¶31 (concurring) — I agree with the majority that Post is entitled to a new trial. The scope of the evidence admitted comparing the Special Commitment Center (SCC) treatment plan against Post’s voluntary plan, the lack of a limiting instruction, and the improper prosecutorial argument all require this. But I disagree with the majority’s categorical conclusion that any evidence of the SCC treatment plans in which Post did not participate was irrelevant.
¶32 The majority’s reasoning follows the analysis of the Court of Appeals majority. Both misapprehend the role of treatment evidence under the statutory scheme. I agree with Judge Becker that the statute contemplates two options: community release with no conditions or confinement in a secure facility. In re Det. of Post, 145 Wn. App. 728, 761-62, 187 P.3d 803 (2008) (Becker, J., dissenting). A jury may not consider a third option: placement in a setting less restrictive than total confinement but more restrictive than unconditional release. See RCW 71.09.060(1); In re Det. of Thorell, 149 Wn.2d 724, 751-53, 72 P.3d 708 (2003). But this statutory restriction does not mean a jury cannot evaluate the two permitted options in full. Understanding what treatment the alleged sexually violent predator (SVP) needs is part of determining whether he is likely to engage in predatory acts if not confined in a secure facility, and the testimony concerning the full arc of treatment available to Post at the SCC was relevant for this purpose.
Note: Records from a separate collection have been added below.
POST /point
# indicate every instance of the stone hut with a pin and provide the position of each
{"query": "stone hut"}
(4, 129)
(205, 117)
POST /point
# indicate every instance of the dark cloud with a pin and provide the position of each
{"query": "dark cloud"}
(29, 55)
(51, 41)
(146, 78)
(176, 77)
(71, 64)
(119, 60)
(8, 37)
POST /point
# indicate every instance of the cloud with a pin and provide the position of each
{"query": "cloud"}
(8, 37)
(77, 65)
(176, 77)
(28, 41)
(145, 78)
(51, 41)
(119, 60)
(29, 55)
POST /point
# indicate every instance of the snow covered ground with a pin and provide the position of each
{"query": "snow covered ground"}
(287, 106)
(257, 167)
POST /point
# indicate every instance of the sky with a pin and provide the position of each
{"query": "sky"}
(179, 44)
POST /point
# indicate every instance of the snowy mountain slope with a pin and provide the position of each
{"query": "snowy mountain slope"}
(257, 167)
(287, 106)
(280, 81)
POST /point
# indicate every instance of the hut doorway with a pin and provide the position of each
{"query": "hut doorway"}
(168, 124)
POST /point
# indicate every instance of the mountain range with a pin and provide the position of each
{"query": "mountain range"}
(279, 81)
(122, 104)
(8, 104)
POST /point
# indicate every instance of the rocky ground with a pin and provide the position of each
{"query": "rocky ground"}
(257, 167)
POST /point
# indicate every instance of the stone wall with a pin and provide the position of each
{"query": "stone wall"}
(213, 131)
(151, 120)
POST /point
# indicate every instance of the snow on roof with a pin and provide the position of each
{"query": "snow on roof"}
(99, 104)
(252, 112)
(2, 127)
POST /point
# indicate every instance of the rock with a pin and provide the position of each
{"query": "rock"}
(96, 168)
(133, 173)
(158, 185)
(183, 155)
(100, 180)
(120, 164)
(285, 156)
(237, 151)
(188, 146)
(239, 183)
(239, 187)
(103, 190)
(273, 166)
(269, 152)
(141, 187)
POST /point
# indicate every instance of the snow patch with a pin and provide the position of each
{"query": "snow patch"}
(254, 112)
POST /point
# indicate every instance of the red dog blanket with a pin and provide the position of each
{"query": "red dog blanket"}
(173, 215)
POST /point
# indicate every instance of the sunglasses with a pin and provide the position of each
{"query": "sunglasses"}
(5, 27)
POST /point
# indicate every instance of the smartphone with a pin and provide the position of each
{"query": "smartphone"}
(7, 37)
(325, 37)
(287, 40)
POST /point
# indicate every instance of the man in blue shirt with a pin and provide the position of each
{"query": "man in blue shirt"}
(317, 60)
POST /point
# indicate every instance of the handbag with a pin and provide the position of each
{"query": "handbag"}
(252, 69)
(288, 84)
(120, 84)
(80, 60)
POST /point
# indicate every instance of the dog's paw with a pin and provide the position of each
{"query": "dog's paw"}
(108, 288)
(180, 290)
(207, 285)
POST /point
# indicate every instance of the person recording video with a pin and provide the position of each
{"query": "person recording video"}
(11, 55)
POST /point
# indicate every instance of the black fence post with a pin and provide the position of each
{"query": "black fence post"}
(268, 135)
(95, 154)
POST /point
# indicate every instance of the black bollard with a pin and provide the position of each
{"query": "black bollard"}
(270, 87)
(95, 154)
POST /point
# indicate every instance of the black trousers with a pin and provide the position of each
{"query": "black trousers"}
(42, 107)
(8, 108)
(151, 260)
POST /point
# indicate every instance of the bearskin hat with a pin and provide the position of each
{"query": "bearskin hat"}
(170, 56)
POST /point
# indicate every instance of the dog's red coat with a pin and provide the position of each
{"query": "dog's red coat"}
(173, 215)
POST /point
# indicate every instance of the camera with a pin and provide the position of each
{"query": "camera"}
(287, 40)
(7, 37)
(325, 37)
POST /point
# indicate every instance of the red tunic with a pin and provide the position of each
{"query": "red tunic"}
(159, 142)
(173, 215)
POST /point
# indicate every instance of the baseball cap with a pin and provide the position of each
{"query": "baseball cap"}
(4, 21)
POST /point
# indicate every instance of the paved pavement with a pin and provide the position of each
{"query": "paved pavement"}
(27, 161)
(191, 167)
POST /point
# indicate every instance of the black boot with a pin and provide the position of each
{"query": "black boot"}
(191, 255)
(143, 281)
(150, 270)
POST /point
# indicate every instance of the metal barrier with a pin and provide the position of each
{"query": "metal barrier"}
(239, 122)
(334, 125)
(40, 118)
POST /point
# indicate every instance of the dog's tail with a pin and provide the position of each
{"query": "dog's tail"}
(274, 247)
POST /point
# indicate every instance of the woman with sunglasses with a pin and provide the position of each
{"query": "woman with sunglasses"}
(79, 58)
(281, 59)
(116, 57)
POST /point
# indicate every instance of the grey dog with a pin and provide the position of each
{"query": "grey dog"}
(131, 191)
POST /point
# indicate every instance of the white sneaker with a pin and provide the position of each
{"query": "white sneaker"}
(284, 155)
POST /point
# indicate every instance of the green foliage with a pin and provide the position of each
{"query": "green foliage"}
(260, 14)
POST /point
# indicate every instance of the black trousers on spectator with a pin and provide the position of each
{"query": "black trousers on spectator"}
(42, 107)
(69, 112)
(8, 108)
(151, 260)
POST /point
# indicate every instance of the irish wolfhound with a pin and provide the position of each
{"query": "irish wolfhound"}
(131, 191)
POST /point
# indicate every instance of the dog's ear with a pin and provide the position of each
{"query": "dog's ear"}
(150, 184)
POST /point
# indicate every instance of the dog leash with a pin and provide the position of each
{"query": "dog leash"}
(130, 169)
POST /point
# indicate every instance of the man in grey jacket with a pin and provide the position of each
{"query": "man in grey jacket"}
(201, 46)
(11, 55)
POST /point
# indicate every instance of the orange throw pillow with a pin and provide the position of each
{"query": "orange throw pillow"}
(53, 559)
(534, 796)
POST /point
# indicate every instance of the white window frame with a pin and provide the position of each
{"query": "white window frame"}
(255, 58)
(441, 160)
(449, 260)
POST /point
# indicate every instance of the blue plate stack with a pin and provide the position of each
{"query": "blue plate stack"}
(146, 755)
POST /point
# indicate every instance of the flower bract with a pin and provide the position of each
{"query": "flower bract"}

Under the minimal threshold test of ER 401, it is a mistake to conclude that such evidence is never permitted.
¶33 The majority’s focus on relevancy rather than ER 403 rests in part on its reading of In re Detention of Turay, 139 Wn.2d 379, 986 P.2d 790 (1999). See majority at 311. There, we observed that “[t]he trier of fact’s role ... is to determine whether the defendant constitutes an SVP; it is not to evaluate the potential conditions of confinement.” Turay, 139 Wn.2d at 404. But, any discussion of Turay must acknowledge subsequent legislative changes to RCW 71.09.060 and our holding in Thorell, both of which limit the fact finder’s consideration to the options of uncondi*319tional release or confinement in a secure facility. Contrary to the trial court’s decision in Turay, 139 Wn.2d at 403 n.17, a third possibility involving less restrictive alternatives to total confinement is not an option at an SVP determination trial. Thus, when the statute states that the fact finder “may consider only placement conditions and voluntary treatment options that would exist for the person if unconditionally released from detention on the sexually violent predator petition,” this simply means that evidence of less restrictive alternatives is off the table. RCW 71.09.060(1).
¶34 It does not mean, as the majority suggests, that the only admissible evidence must necessarily be one-sided: the alleged SVP can offer evidence of his alternative treatment plan, but evidence of the treatment offered in the SCC is irrelevant. To me, this conclusion defies common sense.
¶35 Although evidence regarding the SCC treatment plan is relevant, this is not to say the evidence should always come in. Permitting testimony about the SCC’s treatment programs certainly creates a risk that the jury may believe it is supposed to compare the general efficacy of treatment alternatives for an alleged SVP, which it may not do. In re Det. of Duncan, 167 Wn.2d 398, 409-10, 219 P.3d 666 (2009). Under ER 403, balancing the probative value against the prejudicial impact of the evidence remains a concern. In this case, the record reveals that the scope of the evidence about SCC treatment program phases in which Post did not participate, coupled with an inadequate limiting instruction and improper arguments, misdirected the jury’s focus away from the statutory elements and suggested it should find Post to be an SVP if it believed that the SCC treatment program, when compared to his voluntary plan, would be better for him. This was error requiring a new trial. On this basis — under ER 403, not ER 401 — I concur.